Wegen einer einzigen Pandemie und ein paar Tausend Toten verlagert keiner seine teuren Auslandswerke aus Seuchenrisiko-Gebieten zurück in die Heimat. Ich weiß, das klingt völlig irre. Doch in Zeiten der Pandemie ist „irre“ leider oft die Kehrseite von „rentabel“:  Eine massive De-Globalisierung würde sich nur dann rentieren, wenn die Kosten für Produktions- und Umsatzausfälle auf Dauer deutlich höher wären als die Kosten einer Rückverlagerung.

Grob gesprochen: Wenn es nicht mehr wie zwischen Schweinegrippe (2009) und Corona zehn Jahre Pause gibt, sondern alle zwei, drei Jahre eine Pandemie ausbricht. Erst dann wäre es – und das auch erst nach fünf, zehn Jahren – rentabel und wirtschaftlich rational, wieder mit vielen kleineren Werken nahe der lokalen, regionalen und nationalen Nachfrage zu produzieren. Das finden Sie komplett meschugge?

Das kann ich sehr gut verstehen. Wenn es sich nicht „rentiert“, Menschenleben zu retten, dann stimmt etwas ganz gewaltig nicht mit dem aktuellen Wirtschaftssystem. Leider ist genau dies das Problem: Noch nicht einmal Weltbank, WHO oder der Weltwährungsfonds könnten das allmächtige System ändern.

Die Folgen sind so aktuell wie für die Zukunft absehbar: Ausgerechnet dann, wenn wir knappe Güter wie zum Beispiel Medikamente am nötigsten für den Pandemie-Fall bräuchten, werden die Liefernetzwerke auch künftig zusammenbrechen. Der deutsche Medikamenten-Hersteller zum Beispiel kann aktuell nicht oder lediglich eingeschränkt liefern, weil seine indische Produktionsstätte nicht mehr produziert, da die chinesischen Lieferanten der Grundstoffe in häuslicher Quarantäne sitzen. Das ist die Pandemie-Supply-Chain, ein Rezept zur beschleunigten Ausrottung der Spezies. Ja?

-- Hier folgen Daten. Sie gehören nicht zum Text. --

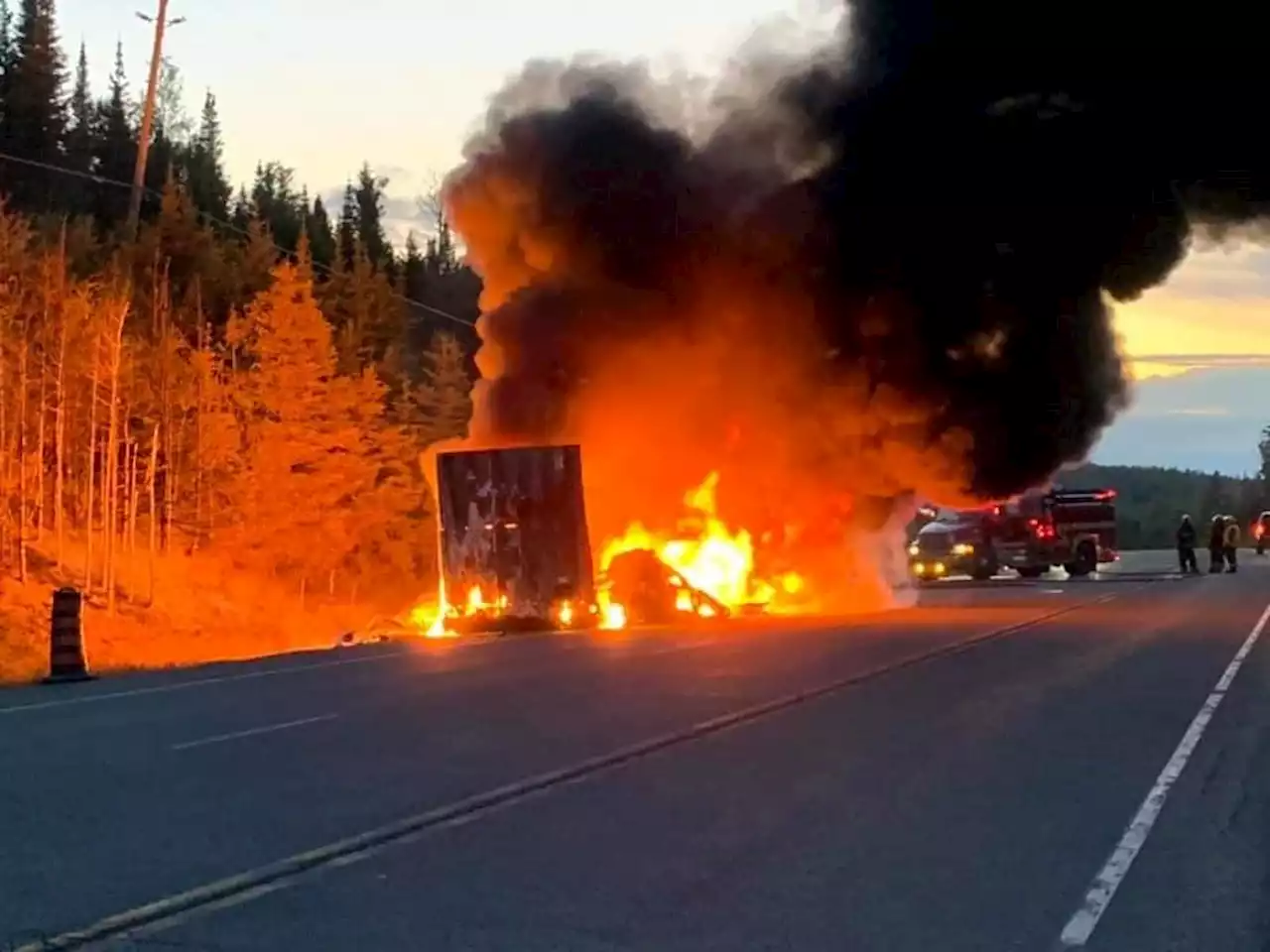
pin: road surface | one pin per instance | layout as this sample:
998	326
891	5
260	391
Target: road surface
956	775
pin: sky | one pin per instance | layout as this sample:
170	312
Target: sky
324	85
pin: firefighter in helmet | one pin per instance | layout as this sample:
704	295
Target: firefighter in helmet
1230	543
1216	543
1187	539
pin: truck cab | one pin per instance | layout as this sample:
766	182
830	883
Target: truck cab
955	542
1071	529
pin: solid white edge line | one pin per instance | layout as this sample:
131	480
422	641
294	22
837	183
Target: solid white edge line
202	682
253	731
1103	887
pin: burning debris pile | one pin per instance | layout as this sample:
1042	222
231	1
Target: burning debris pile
856	276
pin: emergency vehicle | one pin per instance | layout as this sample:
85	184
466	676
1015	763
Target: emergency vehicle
1074	530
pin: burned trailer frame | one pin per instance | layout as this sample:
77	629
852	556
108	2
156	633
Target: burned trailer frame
513	525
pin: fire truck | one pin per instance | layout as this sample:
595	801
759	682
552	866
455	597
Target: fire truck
1071	529
1032	534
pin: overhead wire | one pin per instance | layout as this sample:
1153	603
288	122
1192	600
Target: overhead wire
326	271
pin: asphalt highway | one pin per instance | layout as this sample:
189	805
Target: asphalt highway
1007	766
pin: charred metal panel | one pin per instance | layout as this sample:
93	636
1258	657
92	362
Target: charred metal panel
513	522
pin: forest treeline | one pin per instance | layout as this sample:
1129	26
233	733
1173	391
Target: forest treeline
243	385
1151	500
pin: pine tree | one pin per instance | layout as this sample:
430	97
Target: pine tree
310	433
345	232
35	117
116	146
368	197
79	136
276	203
208	185
171	104
441	408
321	239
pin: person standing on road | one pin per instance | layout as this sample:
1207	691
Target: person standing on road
1187	539
1216	543
1230	543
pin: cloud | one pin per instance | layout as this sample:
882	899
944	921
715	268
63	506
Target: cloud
1205	417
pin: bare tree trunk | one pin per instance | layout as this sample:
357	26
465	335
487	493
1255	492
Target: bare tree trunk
23	389
154	515
5	425
134	484
112	454
167	430
91	462
60	444
41	433
199	411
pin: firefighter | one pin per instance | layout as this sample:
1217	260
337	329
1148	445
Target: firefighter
1216	543
1187	539
1230	543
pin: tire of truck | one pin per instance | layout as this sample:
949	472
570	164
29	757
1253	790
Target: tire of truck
1086	561
988	567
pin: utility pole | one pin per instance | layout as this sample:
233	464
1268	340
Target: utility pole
148	114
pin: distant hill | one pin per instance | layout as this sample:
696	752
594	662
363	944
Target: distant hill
1152	499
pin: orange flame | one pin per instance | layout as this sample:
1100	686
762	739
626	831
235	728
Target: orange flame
706	553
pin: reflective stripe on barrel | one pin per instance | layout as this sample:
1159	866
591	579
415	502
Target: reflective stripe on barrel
66	640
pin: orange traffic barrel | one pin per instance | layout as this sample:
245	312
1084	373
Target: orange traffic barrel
66	660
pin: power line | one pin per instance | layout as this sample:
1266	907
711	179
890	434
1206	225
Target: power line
226	225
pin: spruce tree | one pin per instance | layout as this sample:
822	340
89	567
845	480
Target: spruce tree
345	232
35	117
79	137
321	238
368	197
116	146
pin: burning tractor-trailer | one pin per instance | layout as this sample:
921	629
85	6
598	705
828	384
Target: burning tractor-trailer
515	552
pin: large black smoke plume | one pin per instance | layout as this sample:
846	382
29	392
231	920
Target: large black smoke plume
888	267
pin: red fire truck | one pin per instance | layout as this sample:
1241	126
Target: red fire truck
1071	529
1032	534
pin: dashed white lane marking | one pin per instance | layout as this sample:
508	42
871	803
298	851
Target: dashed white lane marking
252	731
234	890
1103	888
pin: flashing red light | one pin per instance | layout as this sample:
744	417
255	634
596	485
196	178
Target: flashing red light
1042	530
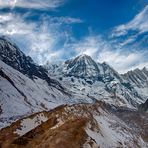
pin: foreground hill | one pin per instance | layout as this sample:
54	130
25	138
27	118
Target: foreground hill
82	125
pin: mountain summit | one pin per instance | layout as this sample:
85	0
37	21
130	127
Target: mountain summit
83	66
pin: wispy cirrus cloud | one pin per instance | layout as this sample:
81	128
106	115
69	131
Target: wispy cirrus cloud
139	23
33	4
39	40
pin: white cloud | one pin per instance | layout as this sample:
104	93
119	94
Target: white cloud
101	50
38	40
139	23
35	4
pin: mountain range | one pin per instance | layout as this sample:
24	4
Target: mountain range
102	105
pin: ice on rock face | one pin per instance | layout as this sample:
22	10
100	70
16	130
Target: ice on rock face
88	79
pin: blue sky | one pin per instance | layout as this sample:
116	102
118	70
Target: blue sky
115	31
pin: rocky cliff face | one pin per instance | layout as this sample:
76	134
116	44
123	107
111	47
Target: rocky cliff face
85	77
144	106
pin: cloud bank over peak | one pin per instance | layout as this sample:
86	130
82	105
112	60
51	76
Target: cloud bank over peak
51	37
33	4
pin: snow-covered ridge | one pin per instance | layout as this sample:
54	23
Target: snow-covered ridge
83	76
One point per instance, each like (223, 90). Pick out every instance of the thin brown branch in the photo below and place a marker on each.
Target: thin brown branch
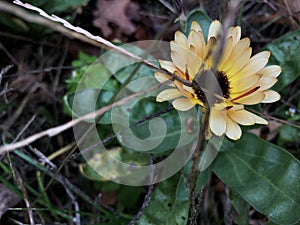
(23, 189)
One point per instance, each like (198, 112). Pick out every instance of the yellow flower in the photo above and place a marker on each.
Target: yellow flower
(242, 79)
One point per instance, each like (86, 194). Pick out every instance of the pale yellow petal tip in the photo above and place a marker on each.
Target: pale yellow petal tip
(271, 96)
(195, 26)
(235, 138)
(183, 104)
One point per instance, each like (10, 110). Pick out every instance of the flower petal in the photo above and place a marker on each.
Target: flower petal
(256, 63)
(251, 99)
(235, 33)
(196, 41)
(233, 130)
(270, 71)
(195, 26)
(183, 104)
(217, 121)
(266, 82)
(239, 56)
(168, 65)
(185, 59)
(270, 96)
(242, 117)
(243, 84)
(168, 94)
(181, 39)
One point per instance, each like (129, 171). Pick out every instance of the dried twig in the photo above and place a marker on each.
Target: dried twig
(146, 200)
(23, 189)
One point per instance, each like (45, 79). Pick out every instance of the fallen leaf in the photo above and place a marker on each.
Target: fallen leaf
(115, 17)
(8, 199)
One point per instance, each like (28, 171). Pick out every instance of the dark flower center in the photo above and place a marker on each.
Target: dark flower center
(205, 81)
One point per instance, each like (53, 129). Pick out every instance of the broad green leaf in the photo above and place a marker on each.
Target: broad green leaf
(124, 68)
(241, 207)
(164, 208)
(86, 101)
(201, 17)
(288, 133)
(265, 175)
(100, 162)
(285, 52)
(182, 192)
(171, 120)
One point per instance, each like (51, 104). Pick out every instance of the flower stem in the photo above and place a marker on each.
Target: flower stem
(193, 195)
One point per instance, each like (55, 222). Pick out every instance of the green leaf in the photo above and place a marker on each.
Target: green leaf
(242, 208)
(86, 101)
(172, 120)
(164, 207)
(285, 52)
(100, 162)
(182, 192)
(265, 175)
(288, 133)
(200, 17)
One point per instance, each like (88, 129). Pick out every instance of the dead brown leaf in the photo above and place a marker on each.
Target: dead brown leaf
(7, 199)
(115, 17)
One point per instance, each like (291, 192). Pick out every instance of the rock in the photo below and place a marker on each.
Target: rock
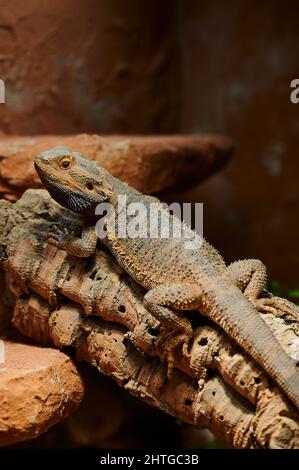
(38, 388)
(150, 164)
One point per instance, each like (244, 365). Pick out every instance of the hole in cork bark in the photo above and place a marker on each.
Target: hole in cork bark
(188, 402)
(203, 342)
(153, 331)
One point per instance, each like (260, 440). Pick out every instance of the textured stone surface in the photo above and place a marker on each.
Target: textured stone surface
(149, 164)
(38, 388)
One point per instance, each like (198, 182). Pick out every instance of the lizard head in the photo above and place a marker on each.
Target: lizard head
(72, 180)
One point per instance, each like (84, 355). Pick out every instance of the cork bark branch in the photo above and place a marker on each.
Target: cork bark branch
(93, 306)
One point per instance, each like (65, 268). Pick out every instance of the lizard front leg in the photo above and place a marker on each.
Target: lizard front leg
(250, 277)
(81, 247)
(164, 302)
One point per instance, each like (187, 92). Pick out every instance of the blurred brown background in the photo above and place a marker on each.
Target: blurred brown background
(189, 66)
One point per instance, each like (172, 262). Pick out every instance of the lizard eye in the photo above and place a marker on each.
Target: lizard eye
(89, 186)
(65, 163)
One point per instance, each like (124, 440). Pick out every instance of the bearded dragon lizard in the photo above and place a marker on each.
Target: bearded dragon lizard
(177, 276)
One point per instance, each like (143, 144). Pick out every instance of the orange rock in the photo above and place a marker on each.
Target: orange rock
(38, 388)
(148, 163)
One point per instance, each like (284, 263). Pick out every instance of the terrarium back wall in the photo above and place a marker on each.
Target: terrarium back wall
(173, 66)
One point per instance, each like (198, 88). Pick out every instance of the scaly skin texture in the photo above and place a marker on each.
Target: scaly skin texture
(178, 276)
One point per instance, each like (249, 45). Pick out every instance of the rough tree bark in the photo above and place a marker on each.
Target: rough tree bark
(93, 306)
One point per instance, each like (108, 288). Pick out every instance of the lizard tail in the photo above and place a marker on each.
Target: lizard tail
(237, 317)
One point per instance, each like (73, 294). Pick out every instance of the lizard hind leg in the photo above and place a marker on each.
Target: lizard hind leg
(250, 276)
(164, 302)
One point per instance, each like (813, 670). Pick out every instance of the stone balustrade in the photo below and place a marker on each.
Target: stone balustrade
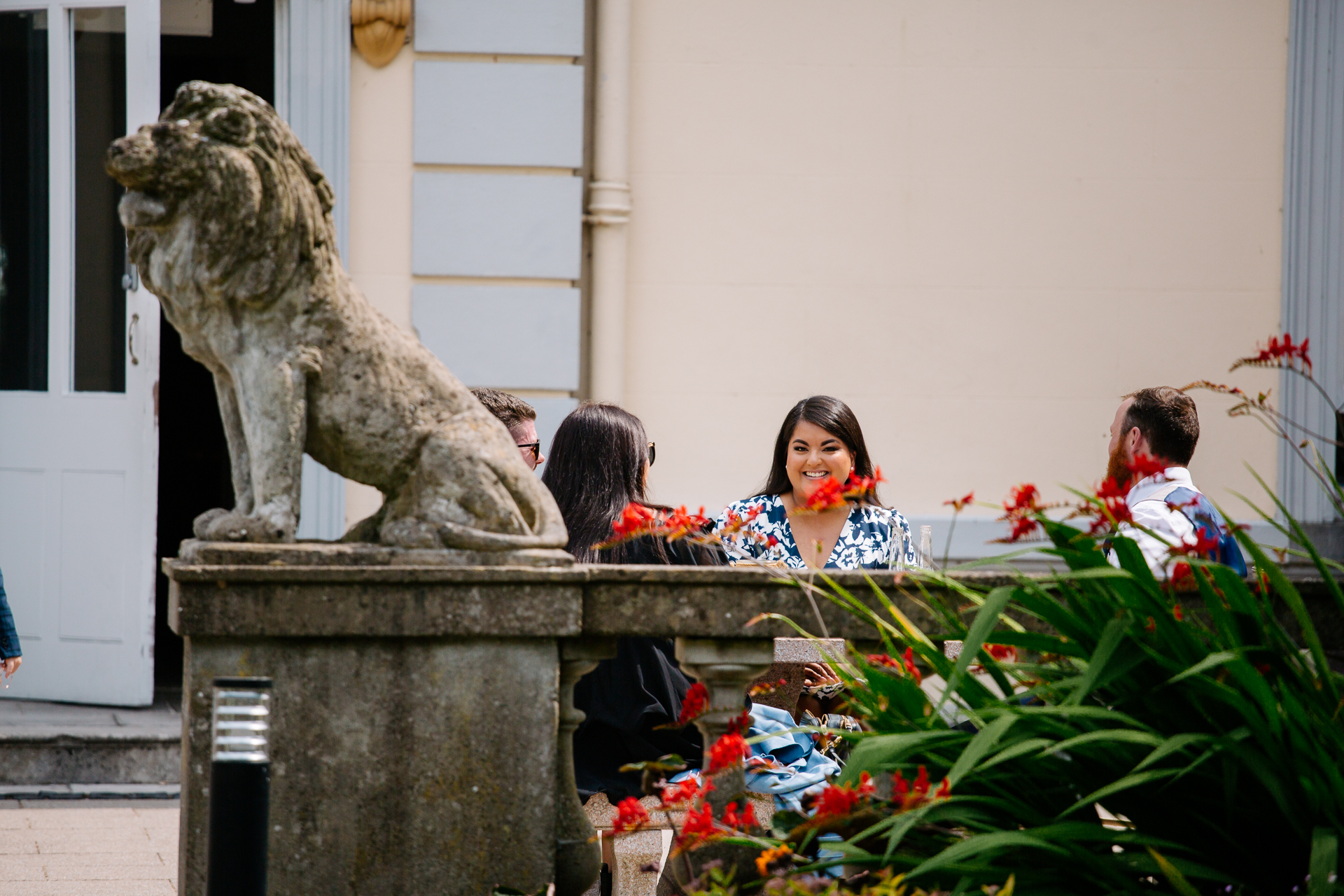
(422, 713)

Nein. Unsere Gesellschaft wird zwar vom Primat der Wirtschaft dominiert, doch die Politik ist nicht ganz so hilflos, wie sie häufig scheint. Bereits in der aktuellen Krise haben einige Landes- und Bundesminister angekündigt, dass sie sozusagen krisenwichtige Güter künftig verstärkt wieder in heimischen Landen produzieren und einlagern lassen wollen – wenn nötig, per Gesetz geregelt. Und nicht nur wegen Corona.

Schon lange vor Corona gab es in Deutschland und vielen anderen Ländern massive, das heißt dreistellige Versorgungslücken bei verschiedenen Medikamenten. Wenn die heimischen Hersteller aus Kostengründen dagegen nichts machen können oder wollen, müssen es eben unsere gewählten Volksvertreter – wenn wir ihnen ausreichend Dampf machen. Ganz nach dem Motto: Niemand kann es alleine. Weder die Wirtschaft noch die Politik noch wir so mächtigen Konsumenten. Aber wenn wir alle zusammenhelfen, kann es nur besser werden.